Os insultos levaram já à mudança do local do lançamento do livro - esteve inicialmente marcado para a Galeria Tintas & Tintos, que, entretanto, se quis afastar da polémica. Entretanto, "a Fundação Manuel dos Santos contactou informalmente a PSP para que déssemos um parecer sobre as condições de segurança que haveria para se realizar o lançamento do livro, uma vez que o autor tinha recebido várias ameaças na internet. Para já, o que vimos foi uma ameaça ao nível do insulto. O comando de Lisboa da PSP está a avaliar a situação, mas se o nível de ameaça não aumentar, o que vamos garantir é uma presença discreta no lançamento do livro", adiantou Hugo Palma.

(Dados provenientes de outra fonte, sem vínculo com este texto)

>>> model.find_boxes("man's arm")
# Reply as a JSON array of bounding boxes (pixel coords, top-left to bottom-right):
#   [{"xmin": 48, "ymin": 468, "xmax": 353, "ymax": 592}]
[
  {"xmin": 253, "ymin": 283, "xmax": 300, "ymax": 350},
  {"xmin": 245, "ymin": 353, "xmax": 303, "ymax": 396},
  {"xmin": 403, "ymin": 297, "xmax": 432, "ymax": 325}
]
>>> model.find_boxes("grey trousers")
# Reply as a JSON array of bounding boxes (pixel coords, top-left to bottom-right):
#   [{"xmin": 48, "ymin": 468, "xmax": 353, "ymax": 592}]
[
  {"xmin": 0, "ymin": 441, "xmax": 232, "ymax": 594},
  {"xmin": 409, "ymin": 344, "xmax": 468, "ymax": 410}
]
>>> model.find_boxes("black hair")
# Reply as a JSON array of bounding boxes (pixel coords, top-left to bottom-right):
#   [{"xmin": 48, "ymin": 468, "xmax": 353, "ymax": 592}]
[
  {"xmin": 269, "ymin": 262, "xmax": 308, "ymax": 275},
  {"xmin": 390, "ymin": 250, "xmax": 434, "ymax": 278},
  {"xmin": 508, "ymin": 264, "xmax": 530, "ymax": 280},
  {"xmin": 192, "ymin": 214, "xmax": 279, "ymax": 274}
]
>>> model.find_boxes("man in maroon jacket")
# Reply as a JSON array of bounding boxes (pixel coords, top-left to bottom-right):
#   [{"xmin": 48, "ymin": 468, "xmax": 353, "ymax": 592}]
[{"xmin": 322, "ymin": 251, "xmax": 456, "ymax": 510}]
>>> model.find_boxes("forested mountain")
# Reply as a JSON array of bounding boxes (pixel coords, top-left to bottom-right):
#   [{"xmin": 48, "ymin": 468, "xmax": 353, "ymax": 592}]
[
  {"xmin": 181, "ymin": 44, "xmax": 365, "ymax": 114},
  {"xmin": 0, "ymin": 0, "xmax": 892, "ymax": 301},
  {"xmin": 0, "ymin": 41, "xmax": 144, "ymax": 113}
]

O livro de 107 páginas é mais um dos "Retratos da Fundação", coleção dirigida por António Araújo que tem publicado pequenos ensaios, num estilo entre a reportagem e um tom mais pessoal. O último é de Henrique Raposo, de 36 anos, licenciado em História e mestre em Ciência Política, cronista do Expresso desde 2008, onde tem assinado vários textos polémicos (por exemplo, em 2013, foi o autor da crónica "As crianças não são hiperativas, são mal educadas"). A "Petição contra o destaque dado aos textos do Henrique Raposo no website do Expresso" ganhou nova visibilidade nos últimos dias e tem atualmente mais de 3600 assinaturas, mas a verdade é que já existe há pelo menos dois anos. O autor já estava, portanto, habituado a ouvir críticas e a ter reações menos positivas aos seus textos. Mas nada o preparou para isto.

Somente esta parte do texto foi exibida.